The US’s high tariffs on Chinese imports are probably going to give Indian toy and clothing exporters the chance to operate at almost full capacity as a result of the flood of queries they receive from American consumers wishing to diversify their imports.
Due to high tariffs of up to 245 per cent on Chinese imports, which make it impossible for US buyers to import from China, textile and toy exporters are preparing to increase capacity utilisation to 90–95 per cent from 70 per cent now in order to satisfy anticipated demand for extra orders.
Since MSME apparel exporters are primarily summer garment manufacturers, April through September is typically a lean time for them. However, because of high tariffs on China, there is a growing chance that some Chinese businesses will move to India, keeping the exporters busy during this time, according to Sudhir Shekhir, chairman of the Apparel Export Promotion Council. With 245 per cent tariffs on Chinese imports, US clients are already asking if Indian exporters can bridge the supply chain gap.

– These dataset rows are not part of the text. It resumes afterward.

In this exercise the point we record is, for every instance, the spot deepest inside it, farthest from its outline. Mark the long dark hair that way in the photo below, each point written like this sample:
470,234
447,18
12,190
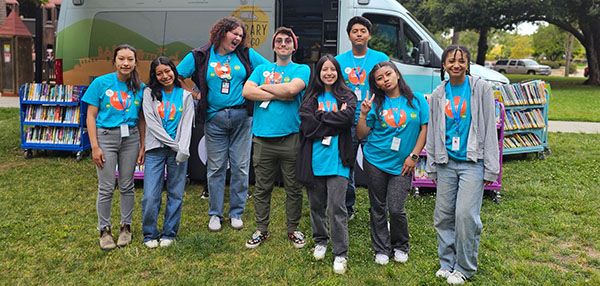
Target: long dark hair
224,25
154,84
456,49
316,86
380,94
134,83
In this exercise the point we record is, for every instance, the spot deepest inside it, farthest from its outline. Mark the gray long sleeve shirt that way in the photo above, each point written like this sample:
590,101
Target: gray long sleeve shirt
157,136
482,143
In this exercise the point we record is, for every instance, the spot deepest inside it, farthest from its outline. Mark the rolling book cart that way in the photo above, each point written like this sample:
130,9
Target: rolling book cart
421,180
526,122
53,118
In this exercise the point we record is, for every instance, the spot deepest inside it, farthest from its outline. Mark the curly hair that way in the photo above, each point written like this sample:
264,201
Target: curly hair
224,25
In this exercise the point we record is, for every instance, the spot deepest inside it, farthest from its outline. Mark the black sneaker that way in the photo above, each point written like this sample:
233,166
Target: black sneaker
257,238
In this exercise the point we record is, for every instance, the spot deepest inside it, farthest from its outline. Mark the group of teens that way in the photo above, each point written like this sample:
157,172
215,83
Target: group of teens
308,125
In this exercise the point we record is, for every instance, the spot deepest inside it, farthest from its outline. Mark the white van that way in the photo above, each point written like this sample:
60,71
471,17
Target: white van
89,30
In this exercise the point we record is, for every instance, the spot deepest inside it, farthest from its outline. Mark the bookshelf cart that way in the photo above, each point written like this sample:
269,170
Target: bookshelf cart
420,179
53,118
526,122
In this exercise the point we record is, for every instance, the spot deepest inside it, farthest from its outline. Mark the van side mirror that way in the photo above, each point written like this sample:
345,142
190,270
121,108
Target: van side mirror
424,53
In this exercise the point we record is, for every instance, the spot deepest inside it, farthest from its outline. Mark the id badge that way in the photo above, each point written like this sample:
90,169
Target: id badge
124,130
358,94
455,143
225,87
265,104
395,144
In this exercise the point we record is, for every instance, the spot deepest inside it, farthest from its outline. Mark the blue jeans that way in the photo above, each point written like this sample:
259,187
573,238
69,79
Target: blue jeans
228,140
154,174
456,217
351,190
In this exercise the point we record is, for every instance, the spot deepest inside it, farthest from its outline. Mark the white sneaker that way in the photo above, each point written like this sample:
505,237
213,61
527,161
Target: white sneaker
339,265
443,273
400,256
214,224
237,223
319,252
151,243
166,242
382,259
456,278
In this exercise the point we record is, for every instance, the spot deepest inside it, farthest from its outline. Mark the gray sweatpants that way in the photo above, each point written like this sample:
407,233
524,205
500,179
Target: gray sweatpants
392,191
124,151
329,194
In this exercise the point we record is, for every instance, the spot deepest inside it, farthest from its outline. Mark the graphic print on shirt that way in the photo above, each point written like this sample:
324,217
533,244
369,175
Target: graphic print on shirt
449,107
356,75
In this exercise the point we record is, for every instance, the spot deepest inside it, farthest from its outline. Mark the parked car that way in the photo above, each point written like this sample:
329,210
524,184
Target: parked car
522,66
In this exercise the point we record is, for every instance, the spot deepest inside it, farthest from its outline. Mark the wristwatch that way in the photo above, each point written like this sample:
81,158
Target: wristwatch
414,156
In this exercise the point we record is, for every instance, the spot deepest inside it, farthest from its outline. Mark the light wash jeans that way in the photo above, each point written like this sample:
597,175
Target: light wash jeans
228,139
456,217
122,151
154,174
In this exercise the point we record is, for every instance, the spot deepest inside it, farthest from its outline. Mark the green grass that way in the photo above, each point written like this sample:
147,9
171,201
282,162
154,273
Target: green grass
570,99
545,231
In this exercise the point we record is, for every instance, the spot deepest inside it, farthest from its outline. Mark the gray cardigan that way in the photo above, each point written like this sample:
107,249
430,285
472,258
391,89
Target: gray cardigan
157,136
482,140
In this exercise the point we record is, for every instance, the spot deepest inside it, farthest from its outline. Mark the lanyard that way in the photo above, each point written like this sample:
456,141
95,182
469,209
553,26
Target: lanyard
127,100
398,110
456,113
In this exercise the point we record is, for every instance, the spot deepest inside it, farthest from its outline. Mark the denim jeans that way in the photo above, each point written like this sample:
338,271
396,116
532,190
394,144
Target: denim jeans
154,174
228,140
456,217
351,190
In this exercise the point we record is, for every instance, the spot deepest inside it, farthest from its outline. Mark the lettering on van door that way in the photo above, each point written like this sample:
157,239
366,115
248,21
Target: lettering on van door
256,22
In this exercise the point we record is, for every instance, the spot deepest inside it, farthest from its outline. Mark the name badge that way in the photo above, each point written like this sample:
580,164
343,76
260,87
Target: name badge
225,87
265,104
358,94
124,130
395,144
455,143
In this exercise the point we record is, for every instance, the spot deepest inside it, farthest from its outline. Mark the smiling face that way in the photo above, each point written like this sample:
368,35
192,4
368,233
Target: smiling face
386,79
165,76
359,35
125,62
328,74
456,64
231,40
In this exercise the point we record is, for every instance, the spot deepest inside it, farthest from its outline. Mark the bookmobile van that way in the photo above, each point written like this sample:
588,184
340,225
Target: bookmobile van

Indian exporters face the difficulty of matching Chinese suppliers’ prices before the US government imposed tariffs.
Chinese companies have established themselves firmly in US-led global supply chains, which present potential for Indian MSMEs but also pose significant capacity challenges. This is a dynamic situation. According to Federation of Indian Micro and Small & Medium Enterprises secretary general Anil Bhardwaj, reckoning reforms are long overdue.